Development and test of highly accurate endpoint free energy methods. 3: partition coefficient prediction using a Poisson-Boltzmann method combined with a solvent accessible surface area model for SAMPL challenges

Phys Chem Chem Phys. 2023 Dec 21;26(1):85-94. doi: 10.1039/d3cp04174c.

Abstract

Accurately predicting solvation free energy is the key to predict protein-ligand binding free energy. In addition, the partition coefficient (log P), which is an important physicochemical property that determines the distribution of a drug in vivo, can be derived directly from transfer free energies, i.e., the difference between solvation free energies (SFEs) in different solvents. Within the Statistical Assessment of the Modeling of Proteins and Ligands (SAMPL) 9 challenge, we applied the Poisson-Boltzmann (PB) surface area (SA) approach to predict the toluene/water transfer free energy and partition coefficient (log Ptoluene/water) from SFEs. For each solute, only a single conformation automatically generated by the free software Open Babel was used. The PB calculation directly adopts our previously optimized boundary definition - a set of general AMBER force field 2 (GAFF2) atom-type based sphere radii for solute atoms.

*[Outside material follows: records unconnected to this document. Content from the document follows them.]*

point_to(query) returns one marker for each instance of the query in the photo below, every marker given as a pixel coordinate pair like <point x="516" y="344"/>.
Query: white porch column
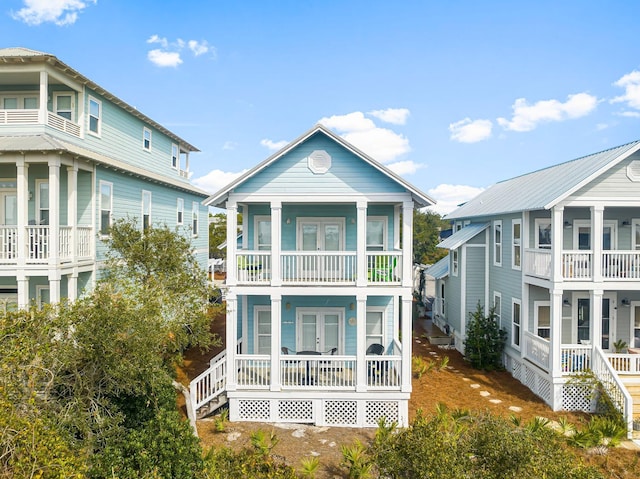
<point x="72" y="209"/>
<point x="407" y="244"/>
<point x="596" y="317"/>
<point x="361" y="243"/>
<point x="22" y="193"/>
<point x="276" y="242"/>
<point x="361" y="343"/>
<point x="231" y="335"/>
<point x="406" y="320"/>
<point x="44" y="97"/>
<point x="276" y="321"/>
<point x="597" y="229"/>
<point x="557" y="223"/>
<point x="232" y="228"/>
<point x="556" y="334"/>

For the non-polar SA model, we newly developed the solvent-related molecular surface tension parameters γ and offset b for toluene and cyclohexane targeting experimental SFEs. This approach yielded the highest predictive accuracy in terms of root mean square error (RMSE) of 1.52 kcal mol-1 in transfer free energy for 16 small drug molecules among all 18 submissions in the SAMPL9 blind prediction challenge. The re-evaluation of the challenge set using multi-conformation strategies based on molecular dynamics (MD) simulations further reduces the prediction RMSE to 1.33 kcal mol-1. At the same time, an additional evaluation of our PBSA method on the SAMPL5 cyclohexane/water distribution coefficient (log Dcyclohexane/water) prediction revealed that our model outperformed COSMO-RS, the best submission model with RMSEPBSA = 1.88 versus RMSECOSMO-RS = 2.11 log units. Two external log Ptoluene/water and log Pcyclohexane/water datasets that contain 110 and 87 data points, respectively, are collected for extra validation and provide an in-depth insight into the error source of the PBSA method.